Figure 1. Growth characteristics of pSSCs in vitro.

(A) Proliferation of pSSCs: Given is the CPD (cumulative population doubling) of pSSCs as function of days in culture. Data are expressed as means ± SEM from three independent pSSC strains. (B) Average CFU efficiency of one representative pSSCs strain after 22 CPD. Mean of three experiments ± SEM. (C) Image of cell colonies (stained with trypan-blue) formed after 11 days seeded with 10 cells per cm² growth surface. Scale bar: 1 cm. (D, E) Morphological appearance of pSSCs. Scale bars: (D) 200 µm, (E) 100 µm.

Figure 2. Expression of stem cell related genes and translated proteins.

(A) RT-PCR analysis of stem cell related genes. Line 1–3: results of three independent cell strains, line 4: negative control (-RT) from one representative cell strain. (B) Flow cytometric analysis of cell surface markers CD9, CD29, CD44, CD90, CD105, and nestin.
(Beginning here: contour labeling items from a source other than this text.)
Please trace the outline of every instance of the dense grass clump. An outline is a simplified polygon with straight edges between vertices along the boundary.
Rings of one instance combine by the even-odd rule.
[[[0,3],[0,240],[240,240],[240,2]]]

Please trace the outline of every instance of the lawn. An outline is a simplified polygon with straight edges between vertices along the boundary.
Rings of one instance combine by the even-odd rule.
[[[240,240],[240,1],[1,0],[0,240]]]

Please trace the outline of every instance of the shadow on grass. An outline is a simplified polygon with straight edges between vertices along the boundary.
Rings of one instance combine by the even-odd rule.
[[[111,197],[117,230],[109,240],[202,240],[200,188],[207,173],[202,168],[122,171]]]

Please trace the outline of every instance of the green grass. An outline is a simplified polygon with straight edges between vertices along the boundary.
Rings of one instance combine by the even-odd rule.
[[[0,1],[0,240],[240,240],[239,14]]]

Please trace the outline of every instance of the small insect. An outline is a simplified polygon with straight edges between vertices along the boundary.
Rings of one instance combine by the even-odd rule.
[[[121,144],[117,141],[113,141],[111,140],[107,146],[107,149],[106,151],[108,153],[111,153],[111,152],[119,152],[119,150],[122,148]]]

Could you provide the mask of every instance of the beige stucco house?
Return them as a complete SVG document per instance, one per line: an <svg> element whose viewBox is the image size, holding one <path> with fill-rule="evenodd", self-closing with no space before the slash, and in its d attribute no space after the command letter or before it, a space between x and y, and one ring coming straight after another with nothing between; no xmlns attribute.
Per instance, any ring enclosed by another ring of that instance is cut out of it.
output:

Data are expressed as means ± SEM from three independent pSSCs strains after 22 CPD. (C) Immunocytochemistry revealed a subpopulation of pSSCs expressing nestin. (D) Double staining indicates the coexpression of nestin and fibronectin. Scale bars: 50 µm.

Figure 3. Neuro-muscular differentiation potential of pSSCs.
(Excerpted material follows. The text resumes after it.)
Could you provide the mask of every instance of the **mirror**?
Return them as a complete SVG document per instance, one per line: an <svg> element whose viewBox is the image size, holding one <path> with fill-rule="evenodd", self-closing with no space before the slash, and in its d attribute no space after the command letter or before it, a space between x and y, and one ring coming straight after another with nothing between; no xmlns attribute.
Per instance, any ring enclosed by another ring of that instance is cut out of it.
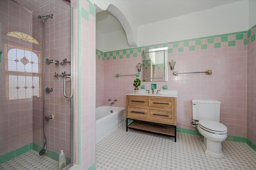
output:
<svg viewBox="0 0 256 170"><path fill-rule="evenodd" d="M167 81L168 47L143 50L143 81Z"/></svg>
(A) After 30 days of induced neuronal differentiation one cell strain developed a structured cell network of linked bodies. (B–D) Cells show morphologies similar of neuronal cells (white arrows) and smooth muscle cells (black arrows). Scale bars: (A, B) 500 µm, (C) 50 µm, (D) 100 µm. (C) Represents the marked region in Fig. 3B. (E–G) Immunocytochemistry revealed the expression β-III-tubulin and GFAP in the centre and some surrounding cells of the bodies, whereas α-SMA is exclusively expressed in the outer regions of the bodies and some surrounding cells. Scale bars: 50 µm. (H, I) β-III-tubulin is expressed in a subpopulation of cells that are morphological consistent with neurons. (J, K) Other subpopulations of differentiated pSSCs expressed the neuronal markers GFAP and neurofilament M. (L, M) Subpopulations with a morphology consistent of smooth muscle cells expressed the smooth muscle marker α-SMA. Scale bars: 50 µm.

Figure 4. Differentiation-related regulation of proteins.

Expression of the neuronal and muscular lineage markers nestin, beta-III-tubulin, GFAP, and α-SMA before differentiation (white bars) and after differentiation (grey bars) revealed by flow cytometry. Data are expressed as means ± SEM from three independent cell strains.

Figure 5. Induced adipogenic differentiation of pSSCs.

(A) The adipogenic lineage differentiation is shown by bright field pictures of positive Oil Red O stained lipid vacuoles within the cytoplasm of the pSSCs after 30 days of induced differentiation. (B) Oil red O staining of pSSCs cultured in control medium. Scale bars: 50 µm. (C) Leptin expression shown by RT-PCR in adipogenic differentiated and undifferentiated pSSC cultures. Hypoxanthin-guanin phosphoribosyltransferase (HPRT) was used as an internal control for each PCR.